Strain has published research articles on the Paycheck Protection Program, fiscal and monetary policy following the 2008 financial crisis, the Earned Income Tax Credit, the gender pay gap, the effects of minimum wage laws and unemployment insurance, the Affordable Care Act, "wage theft" and payday lending, increasing employment, the "socially optimal" top marginal income tax rate, worksharing unemployment insurance programs, the effects of job loss, and the federal budget.

In 2013, National Review's Reihan Salam described him as the "most important conservative reformer, and the one who could have the biggest beneficial impact on the well-being of Americans struggling to climb the economic ladder." He was featured in a 2014 New York Times Magazine cover story as one of the main intellectuals in the reform conservative movement. He contributed a chapter to Room to Grow: Conservative Reforms for a Limited Government and a Thriving Middle Class, a reform conservative manifesto that New York Times columnist David Brooks called "the most coherent and compelling policy agenda the American right has produced this century." He was identified by Karl Rove in 2014 as one of the new "conservative reformers." In 2021 his work was cited by The Economist magazine as contributing “to an intellectual revolution in macroeconomics."

Strain's work on the economic policy response to the COVID-19 pandemic, employment, anti-poverty and upward mobility issues, and economic opportunity has been featured or profiled in many publications, including The New York Times, The Atlantic, and National Review, among others.

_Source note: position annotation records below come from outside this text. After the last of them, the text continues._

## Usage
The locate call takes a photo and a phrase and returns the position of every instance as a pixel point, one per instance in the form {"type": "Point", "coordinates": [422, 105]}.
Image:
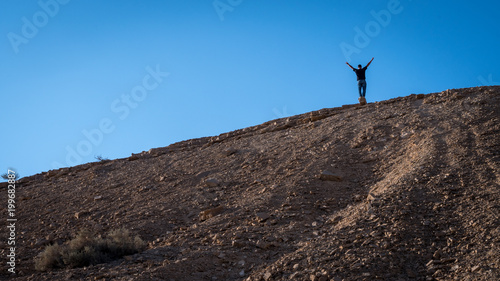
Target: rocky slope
{"type": "Point", "coordinates": [404, 189]}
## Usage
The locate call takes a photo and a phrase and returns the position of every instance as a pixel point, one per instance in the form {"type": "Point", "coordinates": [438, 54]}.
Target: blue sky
{"type": "Point", "coordinates": [81, 79]}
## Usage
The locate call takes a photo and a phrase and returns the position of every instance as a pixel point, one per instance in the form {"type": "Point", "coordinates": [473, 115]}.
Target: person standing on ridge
{"type": "Point", "coordinates": [360, 73]}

Strain was cited by The New York Times, The Wall Street Journal, and The Washington Post as being among the first economists to warn that President Biden's stimulus plans could spark inflation. He is a regular guest on major media outlets, including CNBC, MSNBC, and Marketplace Radio. He has testified before Congress and speaks often to a variety of audiences.

In January 2020, Strain published The American Dream is Not Dead: (But Populism Could Kill It), in which he writes that despite popular conceptions about long-term economic stagnation, America is still broadly characterized by upward mobility. Strain argues that when measured properly, wages and incomes have risen over the past several decades. Thus, contrary to what populist politicians and commentators of both parties often say, America's economic system is not “rigged.”

The book received mostly positive reviews. Washington Post columnist George Will praised the book as "an inoculation against politically motivated misinformation." Former House speaker Paul Ryan wrote: "Without glossing over the real challenges that too many Americans face, Michael Strain makes a persuasive case that the American dream remains alive and well." Lawrence Summers, the former Treasury secretary, described the book as "a welcome antidote to the pervasive pessimism surrounding economic policy debates." Robert Verbruggen in National Review wrote he had "one criticism of the book more broadly: There isn't a whole lot here about how 'populism could kill' the American Dream," but said the book would be "a good gift for that pessimistic reactionary down the street."

Strain was elected to the American Academy of Arts and Sciences in 2026.

== Personal life==
Strain is Catholic. Strain and his wife have two children.

== Selected publications ==
=== Books ===
- The US Labor Market: Questions and Challenges for Public Policy (2016). ISBN 978-0844750071
- Economic Freedom and Human Flourishing: Perspectives from Political Philosophy (2016). ISBN 978-0844750019
- The American Dream Is Not Dead: (But Populism Could Kill It) (2020) ISBN 978-1599475578

=== Papers ===
- High School Experiences, the Gender Wage Gap, and the Selection of Occupation, Applied Economics, vol. 49, no. 49, 2017.
- Do Minimum Wage Increases Influence Worker Health?, Economic Inquiry, vol. 55, no. 4, 2017.
- Has the Affordable Care Act increased part-time employment?, Applied Economics Letters, vol. 23, no. 3, 2016.
- A Jobs Agenda for the Right, National Affairs, no. 18, winter 2014.